We do not suceed when POP18 was below 124 uW and AS90 is below 1275 counts; 12 of the locklosses fit into this category.  A completely different set of 10 locklosses occured when REFL DC was above 6.5 mW at the begining of the attempt.   

Bounce and Roll modes are not a factor

This plot shows that there is no apparent relationship between how rung up the bounce and roll modes are and locklosses, which had been one of our theories for why we were failing in this transition.  

Radiation Pressure causes PItch motion at quad resonance

What is happening durring this transition is that radiation pressure moves the test masses in pitch.  If our beams are not well centered on the test masses the light builiding up in the arms produces a radiation pressure torque on the masses.  Since we are not yet on resonance in the arms, the radiation pressure can vary linearly with cavity length, and if we are not well aligned it can vary linearly with alignment as well.   While we lock CARM on the sqrt(TRX+TRY) signal, the power in the arms is kept constant, so we have no instability.  As soon as we transition to REFL 9 the power in the arms can fluctuate more, causing the optics to swing at the main pitch resonances of the quads.  

This is not obvious if you are looking at locklosses, since it mostly appears that the pitch of the optics is a result of the lockloss.  Attached is a plot of 35 sucsesfull transitions, showing sqrt(TRX+TRY) and the pitch of the three test masses that had functional optical levers durring ER7. All of these signals are rescaled and the mean of the oplev signals from the first 10 seconds is removed.  From about 10 to 15 seconds the input matrix is ramping, and the carm offset is ramped down starting around 15 to 16 seconds.  You can see that the oplev motion is well correlated with fluctuations in TR CARM, and that the oplevs move up in pitch as the CARM offset is reduced to zero.  

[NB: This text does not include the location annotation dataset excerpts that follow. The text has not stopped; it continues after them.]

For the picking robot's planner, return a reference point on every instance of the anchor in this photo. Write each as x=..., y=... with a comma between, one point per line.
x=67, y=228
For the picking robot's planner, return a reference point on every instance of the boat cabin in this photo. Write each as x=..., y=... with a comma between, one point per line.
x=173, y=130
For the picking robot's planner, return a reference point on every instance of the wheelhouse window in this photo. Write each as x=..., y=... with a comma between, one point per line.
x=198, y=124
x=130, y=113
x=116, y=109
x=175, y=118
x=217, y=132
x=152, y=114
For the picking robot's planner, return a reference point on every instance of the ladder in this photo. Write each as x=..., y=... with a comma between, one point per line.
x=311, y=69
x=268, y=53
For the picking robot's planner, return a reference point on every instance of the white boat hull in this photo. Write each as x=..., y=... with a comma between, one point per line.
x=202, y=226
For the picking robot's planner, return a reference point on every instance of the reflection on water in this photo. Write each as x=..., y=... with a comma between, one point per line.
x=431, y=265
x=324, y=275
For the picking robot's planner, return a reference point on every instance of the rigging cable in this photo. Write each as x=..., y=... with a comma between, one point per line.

  In April we starting using oplev damping loops to avoid this type of lockloss, that was in use durring ER7, but this isn't enough to prevent the locklosses reliably.  Right now I am inclined to think this is the main problem with this transition.  

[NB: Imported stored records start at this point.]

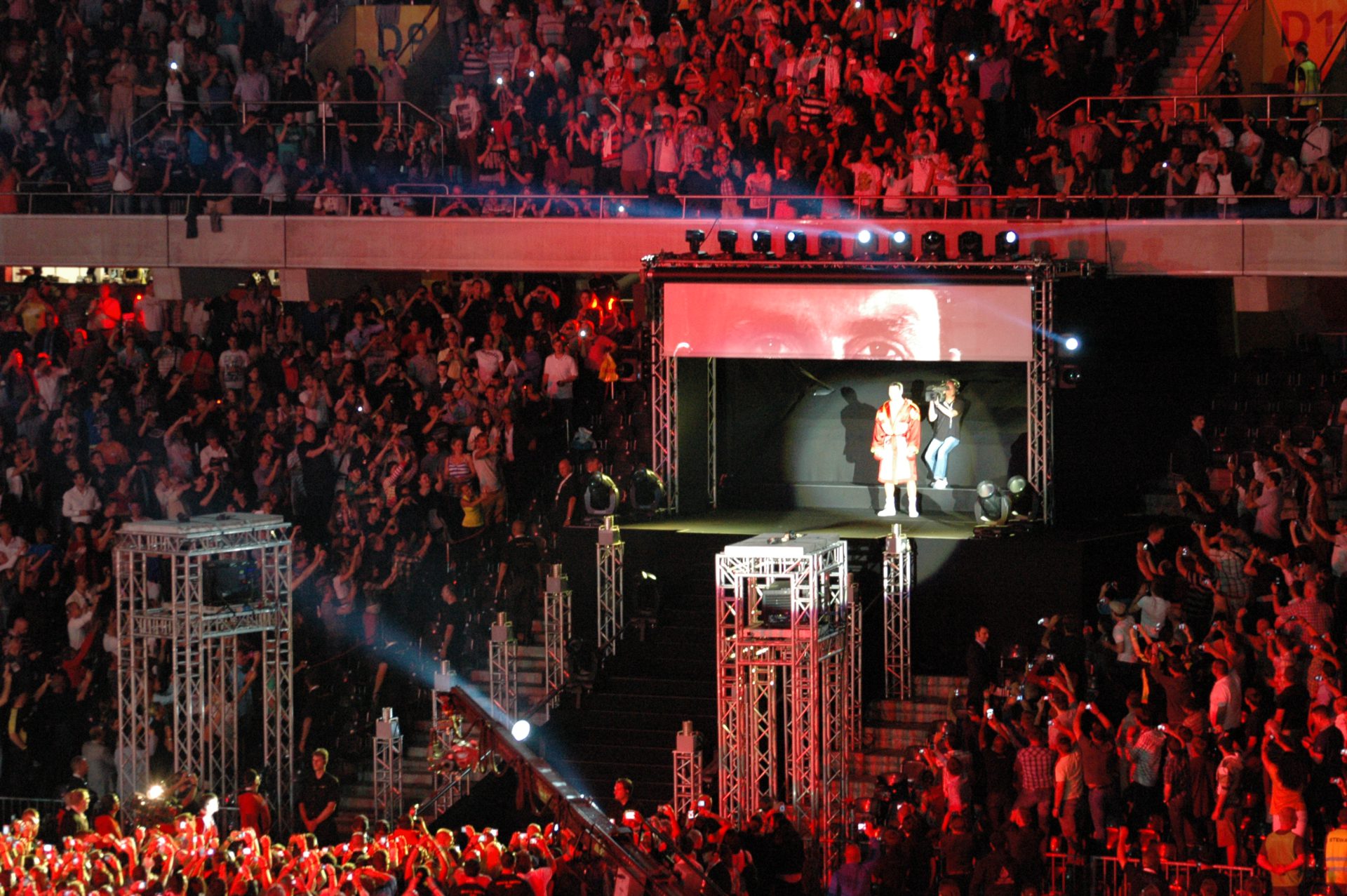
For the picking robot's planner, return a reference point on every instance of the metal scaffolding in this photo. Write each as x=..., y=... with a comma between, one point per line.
x=609, y=558
x=504, y=667
x=452, y=780
x=897, y=616
x=688, y=770
x=556, y=629
x=388, y=765
x=663, y=403
x=1042, y=389
x=784, y=678
x=212, y=597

A few ideas for improving things:

• Make the transition faster. We are curently using a 5 second ramp to change the error signals and a 5 second ramp to reduce the CARM offset to 0 after we transition, both of these could probably be much faster, allowing us to zoom through the transition without enough time to ring up the pitch mode.
• We could try moving the transition to a smaller CARM offset.  When we get closer to resonance, the transmitted arm power will vary less with arm length fluctuations. This means it will become a less reliable locking signal, but it might be that we could get away with going closer than we are now. 
• We could try engaging more ASC loops durring the CARM offset reduction, to get a consistent alignment when we arrive at this transition.  The ITM QPD loops could possibly be turned on earlier, we should be able to turn them on as soon as we move the CARM signal to sqrt(TRX+TRY), at this point we are still running all DRMI ASC loops.  
• we can have the gaurdian check AS 90 and REFL DC before doing the transition, this would have identified about 60% of the times when the transitions were not going to suceed durring ER7.  
• we should not be waiting for the bounce modes to be damped in earlier states of the CARM offset reduction.  While waiting for bounce to be damped the IFO can become misalinged making lockloss durring the transition more likely. We have sucsesfull transitioned with the bounce mode rung up to about 10^-11 m/rt Hz,  and we can transition to DC readout once it is below about 10^-13 m/rt Hz.